The ith_step() makes MCMC very easy to tailor. Now what happens when we deal with multiple chains?

Using ith_step() with multiple chains

Using the function ith_step() could be of real help when dealing with multiple chains in a single run. In such a case, we can use the variable chain_id that can be found with ith_step(). From the previous example:

logpost3 <- function(p, D) {

  # Getting the number of step
  i <- ith_step("i")

  # After the first iteration, every 1000 steps:
  if (i > 1L && !(i %% 1000)) {

    # The last accepted state.

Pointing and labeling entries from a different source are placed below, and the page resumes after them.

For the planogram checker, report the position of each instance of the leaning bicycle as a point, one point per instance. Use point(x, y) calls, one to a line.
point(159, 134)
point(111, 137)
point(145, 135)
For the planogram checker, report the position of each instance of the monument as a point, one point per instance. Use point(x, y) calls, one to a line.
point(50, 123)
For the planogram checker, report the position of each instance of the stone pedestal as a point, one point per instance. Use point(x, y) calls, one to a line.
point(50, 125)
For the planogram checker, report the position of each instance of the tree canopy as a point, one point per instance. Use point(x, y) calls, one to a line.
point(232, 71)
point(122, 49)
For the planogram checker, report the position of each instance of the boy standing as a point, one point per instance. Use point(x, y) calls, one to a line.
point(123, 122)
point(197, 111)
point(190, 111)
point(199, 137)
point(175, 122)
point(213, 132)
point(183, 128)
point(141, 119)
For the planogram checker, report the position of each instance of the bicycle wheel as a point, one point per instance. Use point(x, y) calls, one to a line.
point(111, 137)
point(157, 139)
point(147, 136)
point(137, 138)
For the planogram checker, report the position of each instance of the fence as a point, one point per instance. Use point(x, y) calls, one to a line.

Accepted states are
    # stored in -ans-.
    s <- ith_step()$ans[i - 1L,]
    
    chain <- ith_step("chain_id")

    cat("Step: ", i, " chain: ", chain, " state: c(\n  ",
        paste(s, collapse = ",\n  "), "\n)\n", sep = ""
        )

  }
  
  # Just returning the previous value
  logpost(p, D)

}

# Rerunning using parallel chains
ans1 <- MCMC(
  initial   = ans0,
  fun       = logpost3, # The new version of logpost includes chain
  nsteps    = 1000,    
  kernel    = kern,     # Reusing the kernel
  thin      = 1,       
  nchains   = 2L,       # Two chains, two different prints     
  multicore = FALSE,
  seed      = 555,
  progress  = FALSE,
  D         = lifeexpect
  )
## Step: 1000 chain: 1 state: c(
##   80.3915443781388,
##   -10.0470301689128,
##   5.21253077826112,
##   2.03135644056862
## )
## Step: 1000 chain: 1 state: c(
##   80.3915443781388,
##   -10.0470301689128,
##   5.21253077826112,
##   2.03135644056862
## )
## Step: 1000 chain: 2 state: c(
##   80.1338926312614,
##   -9.83033416596521,
##   5.34896148581804,
##   1.9961282989995
## )
## Step: 1000 chain: 2 state: c(
##   80.1338926312614,
##   -9.83033416596521,
##   5.34896148581804,
##   1.9961282989995
## )

Using ith_state() increases the computational burden of the process. Yet, since most of the load lies on the objective function itself, the additional time can be neglected.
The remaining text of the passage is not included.